We sipped coffee in silence for a few minutes.
"So what do you really think of all this, Mr Leroux?" the dragon asked.
"All this Women's Suffrage, you mean?"
"Yes."
"I want Christine to be happy; whatever it takes," I shrugged.
"That is very progressive of you."
"Not particularly; I have been alone a long time. I have no wish to be alone again."
"So you tolerate it," she smirked.
"No, Madame: I embrace it. It irritates her husband, you see."
I actually got a grudging smile out of old dragon.
As soon as I was able, I exacted a heavy compensation from Christine for my forbearance, which she paid happily. We were fairly agreeably bunked on the floor in my room. I offered Christine the coffin repeatedly; it's more comfortable than the floor, to be sure, but she preferred to stay with me.
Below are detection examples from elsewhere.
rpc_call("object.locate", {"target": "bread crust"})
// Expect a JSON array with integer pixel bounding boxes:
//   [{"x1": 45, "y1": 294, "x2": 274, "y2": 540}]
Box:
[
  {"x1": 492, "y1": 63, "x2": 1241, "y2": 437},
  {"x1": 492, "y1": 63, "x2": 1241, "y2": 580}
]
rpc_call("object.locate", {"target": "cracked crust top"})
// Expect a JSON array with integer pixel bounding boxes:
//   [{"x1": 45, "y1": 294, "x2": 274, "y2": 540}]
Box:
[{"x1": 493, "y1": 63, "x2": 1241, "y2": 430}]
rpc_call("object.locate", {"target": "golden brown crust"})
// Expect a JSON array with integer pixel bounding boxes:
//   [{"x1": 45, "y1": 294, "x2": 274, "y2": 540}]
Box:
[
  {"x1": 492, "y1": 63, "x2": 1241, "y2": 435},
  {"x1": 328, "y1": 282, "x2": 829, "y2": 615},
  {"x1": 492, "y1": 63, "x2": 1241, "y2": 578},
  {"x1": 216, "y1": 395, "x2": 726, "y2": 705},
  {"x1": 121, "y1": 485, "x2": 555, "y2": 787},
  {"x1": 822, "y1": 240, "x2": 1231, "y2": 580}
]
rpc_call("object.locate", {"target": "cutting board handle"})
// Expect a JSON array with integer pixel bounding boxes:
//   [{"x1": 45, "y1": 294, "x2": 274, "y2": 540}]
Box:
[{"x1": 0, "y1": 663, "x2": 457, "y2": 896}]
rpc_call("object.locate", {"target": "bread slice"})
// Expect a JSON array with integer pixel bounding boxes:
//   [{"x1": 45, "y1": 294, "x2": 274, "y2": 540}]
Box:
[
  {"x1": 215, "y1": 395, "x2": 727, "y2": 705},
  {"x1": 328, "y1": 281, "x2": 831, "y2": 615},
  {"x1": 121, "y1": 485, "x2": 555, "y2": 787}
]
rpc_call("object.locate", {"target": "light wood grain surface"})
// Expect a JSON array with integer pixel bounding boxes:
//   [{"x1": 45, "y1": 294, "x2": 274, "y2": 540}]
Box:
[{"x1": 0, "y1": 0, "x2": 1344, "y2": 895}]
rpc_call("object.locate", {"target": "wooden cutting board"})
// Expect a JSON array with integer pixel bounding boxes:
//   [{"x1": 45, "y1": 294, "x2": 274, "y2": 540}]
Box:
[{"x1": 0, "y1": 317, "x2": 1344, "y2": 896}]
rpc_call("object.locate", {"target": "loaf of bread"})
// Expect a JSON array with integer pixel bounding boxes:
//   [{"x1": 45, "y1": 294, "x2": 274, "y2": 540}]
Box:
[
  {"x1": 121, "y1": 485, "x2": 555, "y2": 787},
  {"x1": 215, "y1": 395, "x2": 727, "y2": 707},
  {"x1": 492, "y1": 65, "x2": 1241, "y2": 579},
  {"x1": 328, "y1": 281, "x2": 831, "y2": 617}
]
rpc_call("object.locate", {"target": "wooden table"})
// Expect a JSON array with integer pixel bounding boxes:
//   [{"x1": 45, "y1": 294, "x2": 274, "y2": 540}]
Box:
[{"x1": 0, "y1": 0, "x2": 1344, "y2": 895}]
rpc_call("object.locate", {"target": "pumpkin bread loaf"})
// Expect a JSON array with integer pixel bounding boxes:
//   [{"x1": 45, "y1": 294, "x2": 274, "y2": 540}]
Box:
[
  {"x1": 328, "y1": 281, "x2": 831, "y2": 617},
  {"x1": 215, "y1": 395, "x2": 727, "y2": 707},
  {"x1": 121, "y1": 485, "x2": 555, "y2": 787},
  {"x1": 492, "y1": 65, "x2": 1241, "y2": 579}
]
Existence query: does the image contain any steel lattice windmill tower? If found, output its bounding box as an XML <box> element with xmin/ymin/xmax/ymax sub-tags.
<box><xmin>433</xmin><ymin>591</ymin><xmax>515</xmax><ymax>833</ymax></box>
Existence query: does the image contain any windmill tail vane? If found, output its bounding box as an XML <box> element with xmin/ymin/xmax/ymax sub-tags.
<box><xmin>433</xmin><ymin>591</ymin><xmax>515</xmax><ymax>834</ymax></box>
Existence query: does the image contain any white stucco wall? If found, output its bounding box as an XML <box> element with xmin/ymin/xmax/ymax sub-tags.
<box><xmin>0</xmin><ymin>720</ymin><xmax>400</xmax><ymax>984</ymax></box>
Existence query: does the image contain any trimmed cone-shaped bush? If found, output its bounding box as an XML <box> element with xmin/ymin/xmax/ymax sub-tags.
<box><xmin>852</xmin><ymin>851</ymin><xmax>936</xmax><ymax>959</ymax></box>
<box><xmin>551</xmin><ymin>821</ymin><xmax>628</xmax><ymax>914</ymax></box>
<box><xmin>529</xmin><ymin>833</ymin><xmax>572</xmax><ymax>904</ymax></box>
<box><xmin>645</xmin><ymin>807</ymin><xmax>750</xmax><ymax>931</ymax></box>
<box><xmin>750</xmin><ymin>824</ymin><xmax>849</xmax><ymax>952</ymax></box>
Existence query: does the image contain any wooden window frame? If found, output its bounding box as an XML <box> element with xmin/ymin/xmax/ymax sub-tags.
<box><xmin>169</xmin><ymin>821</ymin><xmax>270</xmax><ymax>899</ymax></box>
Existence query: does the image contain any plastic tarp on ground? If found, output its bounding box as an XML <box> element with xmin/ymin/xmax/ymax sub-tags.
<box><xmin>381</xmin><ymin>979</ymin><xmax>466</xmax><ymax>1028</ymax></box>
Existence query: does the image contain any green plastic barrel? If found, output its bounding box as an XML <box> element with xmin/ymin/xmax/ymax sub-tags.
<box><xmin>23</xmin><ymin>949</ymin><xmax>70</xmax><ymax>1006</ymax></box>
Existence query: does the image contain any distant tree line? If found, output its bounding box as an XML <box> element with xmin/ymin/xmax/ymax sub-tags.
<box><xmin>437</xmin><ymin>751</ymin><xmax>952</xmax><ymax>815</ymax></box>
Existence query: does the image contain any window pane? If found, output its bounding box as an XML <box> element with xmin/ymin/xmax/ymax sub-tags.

Not that we didn't avail ourselves of the plush interior for a bit of recreation, but it wasn't really comfortable for a night's sleep.
"Christine. I was thinking; do you reckon they make double coffins?"
"I was just thinking the same thing!"
"You see? It's begun already; we're thinking alike. Soon we'll begin to look alike," I said sinisterly, nuzzling her neck.
"Oh, really?" she humored me.
"Yes, my Dear, and once you look like me, my plan will be complete, and I'll send you back to Chagny. Mwahahaha!"
"ACK! Erik! You idiot!"
Much tickling, giggling, and squealing ensued. I can just imagine what our lemon-faced houseguest thought of that.